## Rule-based Matching
spaCy offers a rule-matching tool called `Matcher` that allows you to build a library of token patterns, then match those patterns against a Doc object to return a list of found matches. You can match on any part of the token including text and annotations, and you can add multiple patterns to the same matcher.

For additional information visit https://spacy.io/usage/linguistic-features#section-rule-based-matching

In [2]:
import en_core_web_sm
import es_core_news_sm
from spacy.matcher import Matcher

nlp_en = en_core_web_sm.load()
nlp_es = es_core_news_sm.load()

In [3]:
matcher_en = Matcher(nlp_en.vocab)
matcher_es = Matcher(nlp_es.vocab)

In [7]:
# SolarPower
pattern1 = [{'LOWER':'solarpower'}]
# Solar-Power
pattern2 = [{'LOWER':'solar'}, {'IS_PUNCT': True}]
# Solar Power
pattern3 = [{'LOWER':'solar'}, {'LOWER':'power'}]

In [8]:
matcher_en.add('SolarPower', None, pattern1, pattern2, pattern3)

In [16]:
doc = nlp_en(u'The solar power industry continues to grow as the solar energy produced by the sun powers lost of stuff.
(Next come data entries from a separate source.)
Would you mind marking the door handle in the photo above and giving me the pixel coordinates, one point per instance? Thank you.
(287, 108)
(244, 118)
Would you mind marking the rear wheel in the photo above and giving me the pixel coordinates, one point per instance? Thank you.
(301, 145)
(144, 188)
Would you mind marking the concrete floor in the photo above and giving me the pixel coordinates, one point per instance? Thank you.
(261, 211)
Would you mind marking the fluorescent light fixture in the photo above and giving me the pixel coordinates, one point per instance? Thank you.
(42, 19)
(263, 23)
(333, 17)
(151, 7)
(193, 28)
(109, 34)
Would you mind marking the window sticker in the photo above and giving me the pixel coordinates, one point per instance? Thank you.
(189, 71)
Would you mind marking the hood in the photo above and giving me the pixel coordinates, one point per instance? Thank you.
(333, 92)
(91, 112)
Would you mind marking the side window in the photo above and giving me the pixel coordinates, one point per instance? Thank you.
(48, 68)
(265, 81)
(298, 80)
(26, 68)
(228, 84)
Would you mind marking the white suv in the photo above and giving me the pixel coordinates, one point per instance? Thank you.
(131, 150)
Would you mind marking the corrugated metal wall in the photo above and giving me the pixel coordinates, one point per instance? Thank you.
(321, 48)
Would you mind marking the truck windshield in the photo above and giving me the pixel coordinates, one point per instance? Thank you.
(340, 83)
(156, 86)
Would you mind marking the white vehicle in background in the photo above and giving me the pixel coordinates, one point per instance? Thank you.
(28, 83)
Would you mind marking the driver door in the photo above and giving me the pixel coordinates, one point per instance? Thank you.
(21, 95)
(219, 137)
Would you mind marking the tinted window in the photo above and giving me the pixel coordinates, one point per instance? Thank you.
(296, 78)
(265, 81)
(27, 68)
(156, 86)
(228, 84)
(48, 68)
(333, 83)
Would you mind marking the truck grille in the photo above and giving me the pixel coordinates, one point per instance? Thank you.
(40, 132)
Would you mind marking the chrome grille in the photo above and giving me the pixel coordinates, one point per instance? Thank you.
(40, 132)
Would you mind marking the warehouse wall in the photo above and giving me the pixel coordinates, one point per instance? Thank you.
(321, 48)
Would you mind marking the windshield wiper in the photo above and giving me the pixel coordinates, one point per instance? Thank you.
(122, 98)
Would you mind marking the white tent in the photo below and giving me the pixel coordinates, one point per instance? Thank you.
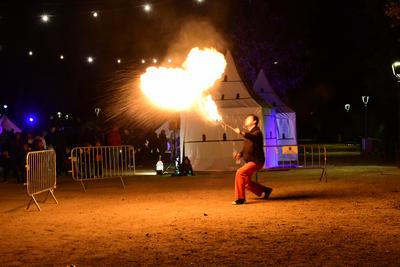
(285, 117)
(210, 146)
(7, 124)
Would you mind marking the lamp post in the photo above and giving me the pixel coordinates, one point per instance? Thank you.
(365, 100)
(396, 73)
(347, 107)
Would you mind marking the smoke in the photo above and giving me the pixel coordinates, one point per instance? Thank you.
(125, 102)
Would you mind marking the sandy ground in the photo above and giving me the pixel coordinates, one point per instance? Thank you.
(354, 219)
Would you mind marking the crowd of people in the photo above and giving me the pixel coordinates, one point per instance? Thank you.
(14, 146)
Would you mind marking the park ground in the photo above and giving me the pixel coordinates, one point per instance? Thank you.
(351, 220)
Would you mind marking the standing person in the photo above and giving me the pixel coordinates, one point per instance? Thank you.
(253, 155)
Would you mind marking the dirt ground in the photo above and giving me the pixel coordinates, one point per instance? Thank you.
(353, 219)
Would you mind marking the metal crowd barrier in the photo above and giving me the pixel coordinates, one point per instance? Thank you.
(101, 162)
(297, 157)
(40, 174)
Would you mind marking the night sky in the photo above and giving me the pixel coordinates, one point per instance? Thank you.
(318, 55)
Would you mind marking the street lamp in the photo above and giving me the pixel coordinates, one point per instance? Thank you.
(365, 100)
(396, 73)
(97, 111)
(396, 70)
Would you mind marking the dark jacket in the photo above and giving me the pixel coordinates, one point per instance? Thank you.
(253, 146)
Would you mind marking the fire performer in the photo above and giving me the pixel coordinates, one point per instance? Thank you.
(253, 155)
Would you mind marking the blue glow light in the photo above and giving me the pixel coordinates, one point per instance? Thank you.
(31, 120)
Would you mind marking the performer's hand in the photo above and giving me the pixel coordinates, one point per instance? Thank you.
(237, 155)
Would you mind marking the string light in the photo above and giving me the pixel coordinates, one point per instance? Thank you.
(45, 18)
(90, 60)
(147, 7)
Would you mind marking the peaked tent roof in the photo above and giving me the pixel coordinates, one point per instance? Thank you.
(232, 91)
(264, 89)
(6, 123)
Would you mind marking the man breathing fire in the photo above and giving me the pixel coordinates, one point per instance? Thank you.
(253, 155)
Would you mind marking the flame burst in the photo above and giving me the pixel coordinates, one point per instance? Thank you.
(178, 89)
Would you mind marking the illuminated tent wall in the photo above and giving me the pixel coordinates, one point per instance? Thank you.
(284, 119)
(208, 145)
(7, 124)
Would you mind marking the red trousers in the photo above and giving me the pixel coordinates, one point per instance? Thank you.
(243, 180)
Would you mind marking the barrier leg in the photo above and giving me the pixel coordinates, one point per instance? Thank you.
(30, 202)
(122, 181)
(324, 174)
(54, 197)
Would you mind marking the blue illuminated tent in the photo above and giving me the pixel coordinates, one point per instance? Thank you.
(210, 146)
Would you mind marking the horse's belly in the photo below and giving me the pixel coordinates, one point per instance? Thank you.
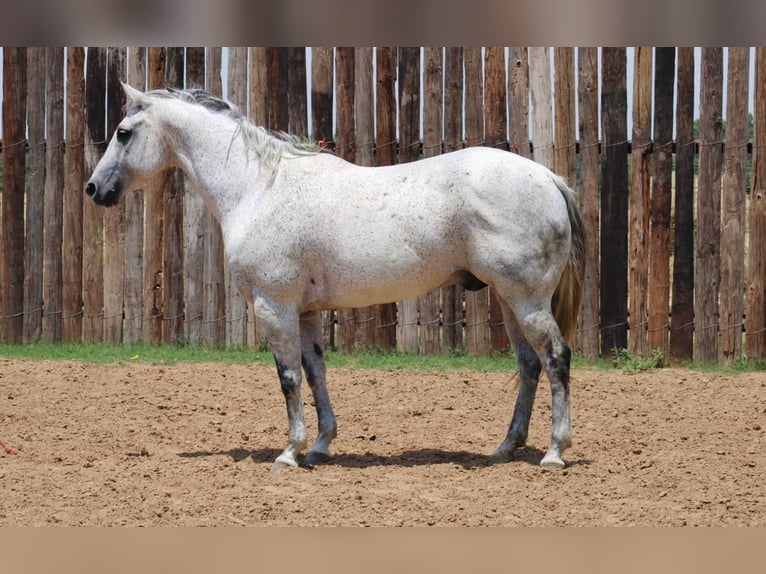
(343, 291)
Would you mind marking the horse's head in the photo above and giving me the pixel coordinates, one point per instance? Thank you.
(137, 151)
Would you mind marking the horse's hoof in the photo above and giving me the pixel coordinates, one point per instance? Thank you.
(283, 462)
(552, 462)
(501, 456)
(316, 457)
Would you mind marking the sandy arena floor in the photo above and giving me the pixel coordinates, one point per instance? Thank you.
(139, 444)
Solar-power the next start of the world')

In [17]:
matches = matcher_en(doc)

In [11]:
print(matches)

[(8656102463236116519, 1, 3)]


In [18]:
for match_id, start, end in matches:
    string_id = nlp_en.vocab.strings[match_id]  # get string representation
    span = doc[start:end]                    # get the matched span
    print(match_id, string_id, start, end, span.text)

8656102463236116519 SolarPower 1 3 solar power
8656102463236116519 SolarPower 20 22 Solar-


In [19]:
from spacy.matcher import PhraseMatcher
phrase_matcher_en = PhraseMatcher(nlp_en.vocab)
phrase_matcher_es = PhraseMatcher(nlp_es.vocab)

In [20]:
with open("../files/reaganomics.txt") as f:
    doc_economics = nlp_en(f.read())

In [21]:
phrase_lst = ['voodoo economics', 'supply-side economics', 'trickle-down economics', 'free-market economics']

In [22]:
phrase_patterns = [nlp_en(text) for text in phrase_lst]

In [23]:
phrase_matcher_en.add('EconMatcher', None, *phrase_patterns)

In [24]:
found = phrase_matcher_en(doc_economics)

In [30]:
for match_id, start, end in found:
    string_id = nlp_en.vocab.strings[match_id]  # get string representation
    #Tokens surrounding the match
    span = doc_economics[start - 2:end + 15]                    # get the matched span
    print(match_id, string_id, start, end, span.text)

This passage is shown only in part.